Aside from the thrill (and chill) of getting naked, there's not much to nude modeling. You show up, strip, hold very still for a long period, then get dressed, get paid and leave.
And yet for Kathleen Rooney, this experience has become the basis of "Live Nude Girl: My Life as an Object," a compelling memoir that blends observation, personal revelation and scholarly inquiry.
A poet, professor and author of four other books, Rooney supplemented her income for six years as a nude model in the Boston area.
She's a smart woman inhabiting a comely body, and she wastes no time taking it off at the top of her book: "The first thirty seconds of nudity are always the most jarring, charged for me and for those who are looking at me. The disrobing is a gentle shock, a surprise, a kind of eyewash, and the instant is electrified, more vivid than those that preceded it and those that will come after."
Rooney also nails the flip side, the topsy-turvy feeling of being dressed with a nude in your midst. "My nudity might seem unreal," she writes, "as if it can't really be happening. So too might my nudity feel hyper-real, as if this person is the most three-dimensional object in space, vulnerable in her nakedness, but powerful in her command of the entire room's studious and uninterrupted attention."
As we watch her pose, Rooney examines nude modeling from every angle: historical, sociological and biographical. She explores the territory between female beauty and intelligence, art and pornography, object and observer -- even the border between life and death -- with insight and passion.
Rooney balances the life of "Phryne" -- a modeling sensation of ancient Greece -- with Madonna's nude photos for Lee Friedlander. She explains Greek versus Judeo-Christian approaches to nudity and highlights the difficulty people have distinguishing art modeling from prostitution. "There it is again," she notes, "this conflation of selling images of your body with actually selling your body itself."
All of this is backed up with a smorgasbord of references, from Pliny to Naomi Wolf. But thankfully, Rooney doesn't shy away from the personal.
She argues for modeling's legitimacy over lunch with her Catholic mother, trying to explain "that, despite the popular past association of art models with depravity, in the twentieth century, it actually became kind of glamorous." (Her mother's response? "It doesn't sound glamorous, Kathy, it sounds dirty.")
Her mother is right. Despite its pretensions, it is kind of dirty, and Rooney is frank about the psychosexual kicks. "There is," she notes, "a subtle perversion at work -- this combination of my naked vulnerability with the impossibility of my actually being touched -- that makes me love modeling so much."
"Live Nude Girl" is best in these moments, when Rooney allows herself to be truly naked.
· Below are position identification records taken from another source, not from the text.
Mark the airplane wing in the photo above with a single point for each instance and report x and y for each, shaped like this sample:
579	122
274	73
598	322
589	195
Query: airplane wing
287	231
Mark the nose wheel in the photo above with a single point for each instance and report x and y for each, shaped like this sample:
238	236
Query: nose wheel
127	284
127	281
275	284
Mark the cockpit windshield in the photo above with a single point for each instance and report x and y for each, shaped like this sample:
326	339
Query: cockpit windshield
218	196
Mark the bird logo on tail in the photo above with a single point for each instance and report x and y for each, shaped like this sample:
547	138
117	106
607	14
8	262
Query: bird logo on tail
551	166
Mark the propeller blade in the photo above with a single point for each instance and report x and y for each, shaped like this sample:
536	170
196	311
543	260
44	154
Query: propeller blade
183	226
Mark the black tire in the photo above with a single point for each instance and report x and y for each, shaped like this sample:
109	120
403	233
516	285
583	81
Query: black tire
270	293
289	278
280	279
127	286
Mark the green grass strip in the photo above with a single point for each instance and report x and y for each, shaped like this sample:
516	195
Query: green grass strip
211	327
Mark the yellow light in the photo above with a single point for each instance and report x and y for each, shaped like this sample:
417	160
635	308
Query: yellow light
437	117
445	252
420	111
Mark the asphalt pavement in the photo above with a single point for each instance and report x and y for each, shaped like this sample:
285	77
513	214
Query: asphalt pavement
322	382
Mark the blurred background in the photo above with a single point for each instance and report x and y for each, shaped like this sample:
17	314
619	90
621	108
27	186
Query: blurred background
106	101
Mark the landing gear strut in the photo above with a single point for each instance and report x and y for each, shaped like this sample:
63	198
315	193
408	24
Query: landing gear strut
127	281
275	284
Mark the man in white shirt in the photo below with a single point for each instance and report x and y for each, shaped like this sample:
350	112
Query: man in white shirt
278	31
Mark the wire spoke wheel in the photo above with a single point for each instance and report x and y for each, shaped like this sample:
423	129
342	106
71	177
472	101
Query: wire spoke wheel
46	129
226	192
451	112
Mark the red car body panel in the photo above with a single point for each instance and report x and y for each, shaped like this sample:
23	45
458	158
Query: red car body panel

Despite her intellectual swagger, she is moved to model by a desperate need to be seen; "Bishop Berkeley worried that if he wasn't looking at the world, it might disappear," she writes. "I worry that if the world isn't looking at me, I might."
Rooney has a pretty girl's bad habit of finding herself in the gaze of others: "Some people gamble, shop, shoot up, sing in the church choir. Me, I take off my clothes for a nonstop string of strangers and ask them, for a little while, to love me as I love them."
She uses the strange intimacy between artist and model to fill a void within her.
Of course, her obsession with looks is not vanity but insecurity. Rooney is caught in a love-hate relationship with her body that she can't escape. Yet even as she uses modeling to prove her worth, she knows what she's doing. "Art modeling itself, in a way, is an adolescent pastime," she admits: "you are frozen forever in the process of becoming. You are never fully formed."
At times, Rooney's youth makes for an awkward naivete; "I'm nervous about getting old," she writes, "and feel like I am already, even though I'm just twenty-seven and still get carded, sometimes even at the movies, where nobody gets carded."
For all her bookish feminism, she hasn't lived long enough to experience power beyond what her youthful good looks can bring. "What matters, truly," she writes, "is inner beauty. But I also knew or thought I knew, that that is something ugly people say to make themselves feel better." It is a whine that makes her otherwise adult and elegant book seem childish at times.
Eventually, Rooney's modeling career moved into photography and she found herself doing a shoot that bordered uncomfortably on the soft core. But this doesn't bother her as much as the fact that it is hard to look good in photographs.
"Death," she tells us, "has been a third party present at every photo shoot I've ever done." She describes the sound of the camera's shutter as "tiny coffin-lids closing in rapid succession."
It is here that the great ache of "Live Nude Girl" comes poignantly home: In spite of all the evidence she has gathered, this observant, complex woman can truly exist only in the eyes of her beholders.